After the Seattle City Council voted to cut the police budget by 20%, the police still had a $15 million surplus for 2020 due to retirements and resignations. In 2021, after the Council restored most of the cuts, the police department wanted that surplus added back, over and above their proposed $410 million budget.

Democratic mayors and city councils are only too happy to oblige the cops and forget previous promises to slash police budgets. Eric Adams, a former police officer and current New York City mayoral front-runner, wants to bring back the racist stop-and-frisk policy. This allowed cops to arbitrarily stop any person they deemed “suspicious” and was already ruled unconstitutional.

The federal government already gifts cities across the country with millions in surplus military equipment and billions in grant money to hire and train more police.
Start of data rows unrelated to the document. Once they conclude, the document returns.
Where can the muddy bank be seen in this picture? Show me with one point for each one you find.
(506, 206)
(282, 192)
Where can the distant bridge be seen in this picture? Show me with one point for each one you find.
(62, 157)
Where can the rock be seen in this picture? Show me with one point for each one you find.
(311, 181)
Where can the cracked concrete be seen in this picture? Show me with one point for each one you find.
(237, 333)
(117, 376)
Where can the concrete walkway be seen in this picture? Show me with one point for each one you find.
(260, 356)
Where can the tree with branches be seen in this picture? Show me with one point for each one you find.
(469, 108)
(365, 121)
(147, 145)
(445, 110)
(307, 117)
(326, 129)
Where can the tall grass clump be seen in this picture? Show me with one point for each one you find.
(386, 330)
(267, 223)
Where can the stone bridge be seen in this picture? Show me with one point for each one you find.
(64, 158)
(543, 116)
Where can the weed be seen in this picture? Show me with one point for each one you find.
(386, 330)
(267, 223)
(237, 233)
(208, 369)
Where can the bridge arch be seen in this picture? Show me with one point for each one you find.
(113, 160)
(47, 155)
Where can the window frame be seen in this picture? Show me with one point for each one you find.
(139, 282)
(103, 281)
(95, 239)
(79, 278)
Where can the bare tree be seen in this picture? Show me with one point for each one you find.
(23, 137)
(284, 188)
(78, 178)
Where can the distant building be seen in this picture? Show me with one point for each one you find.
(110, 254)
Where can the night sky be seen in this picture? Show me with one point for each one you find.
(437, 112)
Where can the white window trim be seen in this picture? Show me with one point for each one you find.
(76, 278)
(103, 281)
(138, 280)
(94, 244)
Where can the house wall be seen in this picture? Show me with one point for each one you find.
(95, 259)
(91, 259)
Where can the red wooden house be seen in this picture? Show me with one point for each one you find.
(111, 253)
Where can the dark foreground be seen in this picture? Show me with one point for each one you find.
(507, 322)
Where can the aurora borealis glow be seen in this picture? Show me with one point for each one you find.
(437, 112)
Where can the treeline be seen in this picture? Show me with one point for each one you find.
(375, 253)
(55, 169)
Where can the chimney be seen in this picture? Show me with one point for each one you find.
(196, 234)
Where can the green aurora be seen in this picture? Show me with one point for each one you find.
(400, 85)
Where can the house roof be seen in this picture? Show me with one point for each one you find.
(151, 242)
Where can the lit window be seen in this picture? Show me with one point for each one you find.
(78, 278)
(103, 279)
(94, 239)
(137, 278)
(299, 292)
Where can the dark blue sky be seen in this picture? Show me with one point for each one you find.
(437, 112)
Big business supporters want laws changed to allow police to more easily round up the homeless, break strikes and harass poor and immigrant communities. They spend a lot of money to elect politicians who will do just that. The über-masculine, militarized-to-the-teeth image that police present mirrors the neo-Nazis that cops regularly protect from crowds of anti-fascist protesters.

Real solutions. Some crime problems do need responses, but more cops are not the answer.

Instead, send mental health counselers out on domestic disturbance calls, one of the BLM demands. And shift taxpayer money to actually keeping people safe from hunger, homelessness, diseases, and police violence.

Build publicly owned, resident run low-cost housing, provide meals for the hungry, create union jobs, and improve schools. Federal grant money should go for local survival needs, more counselors and treatment infrastructure, not more officers and weapons.

An energized, organized national campaign to slash police budgets is needed to accomplish these goals. Massive public funding of these tangible solutions, in tandem with civilian control over the cops, is the real way to decrease crime and gun violence.